Head and shoulders portrait of Michelle Stefano.

AFC’s most recent Folklife Specialist, Michelle Stefano, in the Folklife Reading Room. Photo by Stephen Winick.

The American Folklife Center is pleased to welcome the latest addition to our staff, Michelle Stefano. Michelle joins the staff as a folklife specialist in the Research & Programs section of AFC.

Michelle brings a wealth of valuable experience to AFC. From 2011 to 2016, Michelle worked as a state folklorist for Maryland Traditions, the folklife program of the Maryland State Arts Council, of which she was co-director in 2015 and 2016. From 2012 to 2016, she led the partnership between Maryland Traditions and the University of Maryland, Baltimore County, where she was Visiting Assistant Professor in the Department of American Studies teaching folklore, ethnography, and museum and heritage studies, and collaborating on cross-disciplinary projects focused on culture, community, and place. One long-term project, Mill Stories, sought to research and promote the stories and memories of former workers at the now-closed Sparrows Point Steel Mill (Dundalk, Baltimore County), grounding broader narratives of industrial boom and bust through their distinctive experiences (www.millstories.org). The project’s 2015 documentary film, Mill Stories: Remembering Sparrows Point Steel Mill received a 2016 Telly Award and has screened in several film festivals in the United States and Europe, in addition to numerous community-based screenings and discussion events.

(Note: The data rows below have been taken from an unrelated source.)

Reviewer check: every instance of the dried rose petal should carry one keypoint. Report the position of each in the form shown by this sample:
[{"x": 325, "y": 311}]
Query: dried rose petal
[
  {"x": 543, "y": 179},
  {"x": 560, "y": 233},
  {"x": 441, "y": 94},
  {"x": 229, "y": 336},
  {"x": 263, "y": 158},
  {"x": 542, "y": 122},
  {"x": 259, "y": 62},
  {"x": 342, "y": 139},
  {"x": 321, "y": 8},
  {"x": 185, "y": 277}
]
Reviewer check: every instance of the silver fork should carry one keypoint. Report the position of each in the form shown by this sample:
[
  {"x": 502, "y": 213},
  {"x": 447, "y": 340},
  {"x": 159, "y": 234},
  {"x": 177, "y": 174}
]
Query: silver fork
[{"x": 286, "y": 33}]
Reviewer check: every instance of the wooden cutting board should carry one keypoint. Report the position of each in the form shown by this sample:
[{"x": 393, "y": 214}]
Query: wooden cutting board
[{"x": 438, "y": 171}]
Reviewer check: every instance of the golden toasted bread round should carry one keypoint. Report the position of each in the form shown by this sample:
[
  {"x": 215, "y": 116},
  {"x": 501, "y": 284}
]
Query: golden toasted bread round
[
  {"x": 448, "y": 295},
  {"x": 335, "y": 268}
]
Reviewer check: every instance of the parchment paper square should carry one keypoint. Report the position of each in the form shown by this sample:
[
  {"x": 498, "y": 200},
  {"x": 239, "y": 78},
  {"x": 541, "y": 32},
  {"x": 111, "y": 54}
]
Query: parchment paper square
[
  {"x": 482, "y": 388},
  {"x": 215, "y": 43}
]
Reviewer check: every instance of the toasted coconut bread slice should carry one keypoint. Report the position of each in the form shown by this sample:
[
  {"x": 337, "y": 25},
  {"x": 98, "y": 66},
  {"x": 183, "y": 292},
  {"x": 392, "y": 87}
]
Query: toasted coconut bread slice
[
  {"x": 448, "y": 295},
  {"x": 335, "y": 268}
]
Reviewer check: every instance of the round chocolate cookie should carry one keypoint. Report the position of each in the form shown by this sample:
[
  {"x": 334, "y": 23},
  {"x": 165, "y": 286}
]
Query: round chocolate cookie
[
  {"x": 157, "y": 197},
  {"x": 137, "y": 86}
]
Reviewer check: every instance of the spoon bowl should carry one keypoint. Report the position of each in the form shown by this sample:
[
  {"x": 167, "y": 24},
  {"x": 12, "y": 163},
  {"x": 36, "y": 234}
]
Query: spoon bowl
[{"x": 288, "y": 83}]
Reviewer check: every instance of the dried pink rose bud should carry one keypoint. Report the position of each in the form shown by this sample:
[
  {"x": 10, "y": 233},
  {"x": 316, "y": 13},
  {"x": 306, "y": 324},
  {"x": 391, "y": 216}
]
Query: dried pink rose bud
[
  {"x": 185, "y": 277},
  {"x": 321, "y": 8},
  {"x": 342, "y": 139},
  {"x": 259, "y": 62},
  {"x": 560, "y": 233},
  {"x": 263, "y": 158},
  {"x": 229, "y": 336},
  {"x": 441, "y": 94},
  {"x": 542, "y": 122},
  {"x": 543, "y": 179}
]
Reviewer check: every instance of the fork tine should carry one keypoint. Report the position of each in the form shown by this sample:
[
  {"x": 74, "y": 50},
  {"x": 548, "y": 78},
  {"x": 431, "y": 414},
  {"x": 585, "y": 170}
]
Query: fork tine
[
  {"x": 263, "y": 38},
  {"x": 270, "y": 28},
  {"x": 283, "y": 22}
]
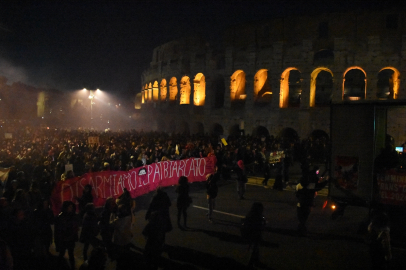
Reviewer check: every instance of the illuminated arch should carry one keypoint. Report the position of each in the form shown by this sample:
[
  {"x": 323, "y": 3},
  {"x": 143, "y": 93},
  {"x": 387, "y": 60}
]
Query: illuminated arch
[
  {"x": 155, "y": 91},
  {"x": 365, "y": 81},
  {"x": 199, "y": 94},
  {"x": 198, "y": 128},
  {"x": 173, "y": 89},
  {"x": 150, "y": 92},
  {"x": 395, "y": 81},
  {"x": 262, "y": 89},
  {"x": 163, "y": 90},
  {"x": 284, "y": 88},
  {"x": 313, "y": 80},
  {"x": 146, "y": 93},
  {"x": 237, "y": 86},
  {"x": 185, "y": 90}
]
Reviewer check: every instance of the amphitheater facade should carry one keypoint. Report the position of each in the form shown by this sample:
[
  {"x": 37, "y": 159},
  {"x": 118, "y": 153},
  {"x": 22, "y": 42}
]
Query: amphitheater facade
[{"x": 275, "y": 75}]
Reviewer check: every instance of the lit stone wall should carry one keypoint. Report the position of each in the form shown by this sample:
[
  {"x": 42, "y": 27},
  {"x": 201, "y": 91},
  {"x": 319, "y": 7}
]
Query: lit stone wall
[{"x": 278, "y": 74}]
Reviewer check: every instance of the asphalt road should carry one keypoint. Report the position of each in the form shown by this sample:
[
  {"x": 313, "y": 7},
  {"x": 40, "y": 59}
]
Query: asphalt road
[{"x": 330, "y": 244}]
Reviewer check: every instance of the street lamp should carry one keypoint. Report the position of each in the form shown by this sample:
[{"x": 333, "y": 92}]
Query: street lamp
[{"x": 91, "y": 97}]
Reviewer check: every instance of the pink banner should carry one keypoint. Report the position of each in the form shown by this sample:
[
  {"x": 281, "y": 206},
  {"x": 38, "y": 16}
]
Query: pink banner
[{"x": 138, "y": 181}]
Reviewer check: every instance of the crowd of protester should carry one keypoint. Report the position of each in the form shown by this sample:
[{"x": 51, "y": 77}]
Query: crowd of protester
[{"x": 37, "y": 160}]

Michelle earned her BA in art history from Brown University (2000) and her MA in international museum studies from Gothenburg University, Sweden (2004), after which she worked in several museums in Europe and the New York City region. In 2010, she earned her PhD in cultural heritage studies at the International Centre for Cultural and Heritage Studies at Newcastle University (UK). Her research examined the concept, uses, and expressions of ‘intangible cultural heritage’ at international, national (UK), and local levels (Northumberland and Tyne and Wear, England), combining ethnographic, case study, and cultural policy research. Moreover, it investigated the potential of 12 museums in the North East of England to effectively safeguard living cultural traditions of the region (Northumbrian smallpipe playing and the Rapper dance), proposing alternative, community-based ways forward. She edited the 2016 special issue, Critical Heritage Work: Public Folklore in the US, of the International Journal of Heritage Studies; co-edited Safeguarding Intangible Cultural Heritage (Boydell & Brewer, 2012) with Peter Davis and Gerard Corsane; and co-edited The Routledge Companion to Intangible Cultural Heritage (forthcoming) with Peter Davis. The last includes 38 contributions from ICH practitioners, researchers, and professionals from around the world.

Michelle will be spending a brief period getting acquainted with AFC’s collections, during which time we expect she will be contributing a guest blog or two to Folklife Today, so you’ll have an opportunity to hear from her soon.  In the meantime, we ask that you welcome her to the American Folklife Center!